Thursday 31 October 2013

Exploratory Data Analysis of Brownian Motion Model

For my first steps in investigating the earlier proposed Brownian motion model I thought I would use some Exploratory Data Analysis techniques. I have initially decided to use look back periods of 5 bars and 21 bars; the 5 bar on daily data being a crude attempt to capture the essence of weekly price movement and the 21 bar to capture the majority of dominant cycle periods in daily data, with both parameters also being non optimised Fibonacci numbers.

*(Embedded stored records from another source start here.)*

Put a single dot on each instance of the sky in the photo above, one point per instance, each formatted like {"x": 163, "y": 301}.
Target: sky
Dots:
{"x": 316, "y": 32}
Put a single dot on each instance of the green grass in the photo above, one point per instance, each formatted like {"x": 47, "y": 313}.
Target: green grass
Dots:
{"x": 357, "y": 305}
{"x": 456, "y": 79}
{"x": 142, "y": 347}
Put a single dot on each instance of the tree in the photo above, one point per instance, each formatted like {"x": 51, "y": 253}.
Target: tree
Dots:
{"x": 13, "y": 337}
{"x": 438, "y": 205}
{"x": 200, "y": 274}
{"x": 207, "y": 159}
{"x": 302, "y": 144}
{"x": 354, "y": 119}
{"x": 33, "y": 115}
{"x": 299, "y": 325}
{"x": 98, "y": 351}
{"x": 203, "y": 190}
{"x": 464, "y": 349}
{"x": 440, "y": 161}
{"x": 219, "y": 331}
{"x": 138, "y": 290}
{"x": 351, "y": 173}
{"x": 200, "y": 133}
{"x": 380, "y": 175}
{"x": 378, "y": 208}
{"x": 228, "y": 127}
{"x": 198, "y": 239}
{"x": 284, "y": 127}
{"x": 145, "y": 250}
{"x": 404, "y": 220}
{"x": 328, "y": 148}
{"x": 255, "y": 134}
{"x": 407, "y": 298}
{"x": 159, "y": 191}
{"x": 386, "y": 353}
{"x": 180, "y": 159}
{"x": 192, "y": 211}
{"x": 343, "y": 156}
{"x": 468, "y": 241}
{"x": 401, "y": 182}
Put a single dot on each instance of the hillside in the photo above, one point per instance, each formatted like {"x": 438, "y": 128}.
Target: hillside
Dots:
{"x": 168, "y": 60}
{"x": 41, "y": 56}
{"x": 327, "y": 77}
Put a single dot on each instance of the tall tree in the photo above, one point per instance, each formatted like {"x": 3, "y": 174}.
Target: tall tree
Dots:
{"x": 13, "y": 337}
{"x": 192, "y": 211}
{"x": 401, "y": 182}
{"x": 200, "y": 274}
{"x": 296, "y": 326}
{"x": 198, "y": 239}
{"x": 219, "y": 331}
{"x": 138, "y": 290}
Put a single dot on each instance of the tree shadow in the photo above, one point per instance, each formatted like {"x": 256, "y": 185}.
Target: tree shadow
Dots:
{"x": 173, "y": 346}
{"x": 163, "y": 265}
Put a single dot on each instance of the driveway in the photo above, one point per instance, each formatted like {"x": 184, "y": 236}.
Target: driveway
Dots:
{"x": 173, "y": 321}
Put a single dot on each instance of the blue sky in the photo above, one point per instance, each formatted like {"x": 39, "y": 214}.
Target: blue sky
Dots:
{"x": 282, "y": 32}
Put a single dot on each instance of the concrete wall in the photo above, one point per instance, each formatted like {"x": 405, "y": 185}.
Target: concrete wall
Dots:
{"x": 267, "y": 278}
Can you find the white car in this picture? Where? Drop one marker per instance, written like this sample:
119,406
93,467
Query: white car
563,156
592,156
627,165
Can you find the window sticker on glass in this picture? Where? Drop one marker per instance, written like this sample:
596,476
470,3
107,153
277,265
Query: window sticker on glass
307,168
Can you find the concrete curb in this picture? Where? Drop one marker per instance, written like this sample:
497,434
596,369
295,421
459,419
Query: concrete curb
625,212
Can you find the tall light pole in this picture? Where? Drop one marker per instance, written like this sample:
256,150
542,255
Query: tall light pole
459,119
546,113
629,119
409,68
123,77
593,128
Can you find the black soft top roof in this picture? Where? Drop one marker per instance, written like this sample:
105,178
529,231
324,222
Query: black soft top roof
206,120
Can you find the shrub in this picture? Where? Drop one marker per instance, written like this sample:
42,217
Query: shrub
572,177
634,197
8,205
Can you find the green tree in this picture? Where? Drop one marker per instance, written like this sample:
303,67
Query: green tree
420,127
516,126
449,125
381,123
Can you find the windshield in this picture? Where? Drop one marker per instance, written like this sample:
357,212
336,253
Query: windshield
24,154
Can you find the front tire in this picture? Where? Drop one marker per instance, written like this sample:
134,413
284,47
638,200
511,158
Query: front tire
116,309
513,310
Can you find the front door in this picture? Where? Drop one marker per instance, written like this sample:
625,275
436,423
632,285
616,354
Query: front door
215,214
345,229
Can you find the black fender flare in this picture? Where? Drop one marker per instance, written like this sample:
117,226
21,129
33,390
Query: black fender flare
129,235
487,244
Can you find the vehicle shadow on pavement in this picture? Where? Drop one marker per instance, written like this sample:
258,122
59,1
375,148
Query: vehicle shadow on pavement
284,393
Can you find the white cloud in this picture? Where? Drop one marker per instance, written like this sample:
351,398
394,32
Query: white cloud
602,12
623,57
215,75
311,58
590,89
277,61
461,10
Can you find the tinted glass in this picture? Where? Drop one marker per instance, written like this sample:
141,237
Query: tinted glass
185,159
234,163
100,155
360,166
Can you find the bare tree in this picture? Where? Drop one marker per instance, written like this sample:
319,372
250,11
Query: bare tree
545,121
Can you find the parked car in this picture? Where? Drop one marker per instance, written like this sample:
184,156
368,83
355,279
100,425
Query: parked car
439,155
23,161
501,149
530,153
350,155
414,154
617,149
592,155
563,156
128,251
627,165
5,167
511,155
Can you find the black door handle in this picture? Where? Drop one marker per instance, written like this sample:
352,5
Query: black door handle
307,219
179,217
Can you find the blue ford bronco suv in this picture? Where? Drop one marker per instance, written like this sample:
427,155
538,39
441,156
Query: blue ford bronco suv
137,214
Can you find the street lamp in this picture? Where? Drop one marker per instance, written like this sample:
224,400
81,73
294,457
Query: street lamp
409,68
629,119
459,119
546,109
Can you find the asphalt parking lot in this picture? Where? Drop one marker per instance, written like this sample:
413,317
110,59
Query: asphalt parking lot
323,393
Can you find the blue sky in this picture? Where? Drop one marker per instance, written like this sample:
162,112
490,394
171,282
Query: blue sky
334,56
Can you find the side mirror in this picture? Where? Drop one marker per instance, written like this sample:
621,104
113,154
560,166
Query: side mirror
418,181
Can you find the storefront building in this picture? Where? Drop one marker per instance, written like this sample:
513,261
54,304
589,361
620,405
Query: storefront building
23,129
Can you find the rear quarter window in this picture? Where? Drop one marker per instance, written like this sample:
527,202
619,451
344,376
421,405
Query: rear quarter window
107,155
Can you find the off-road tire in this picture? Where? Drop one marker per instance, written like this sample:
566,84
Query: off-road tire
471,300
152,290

Using the two channels over price bars that these create it is possible to postulate nine separate and distinct price "regimes" using combinations of the criteria of being above, within or below each channel.

The use of these "regimes" is to bin normalised price change at time t into nine separate distributions, the normalising factor being the 5 bar simple moving average of absolute natural log differences at time t-1 and the choice of regime being determined by the position of the close at t-1. The rationale behind basing these metrics on preceding bars is explained in this earlier post and the implementation made clear in the code box at the end of this post. The following 4 charts are Box plots of these nine distributions, in consecutive order, for the EURUSD, GBPUSD, USDCHF and USDYEN  forex pairs:



Looking at these, I'm struck by two things. Firstly, the middle three box plots are for regimes where price is in the 21 bar channel, and numbering from the left, boxes 4, 5 and 6 are below the 5 bar channel, in it and above it. These are essentially different degrees of a sideways market and it can be seen that there are far more outliers here than in the other box plots, perhaps indicating the tendency for high volatility breakouts to occur more frequently in sideways markets.

The second thing that is striking is, again numbering from the left, box plots 3 and 7. These are regimes below the 21 bar and above the 5 bar; and above the 21 bar and below the 5 bar - essentially the distributions for reactions against prevailing trends on the 21 bar time scale. Here it can be seen that there are far fewer outliers and generally shorter whiskers, indicating the tendency for reactions against trends to be less volatile in nature.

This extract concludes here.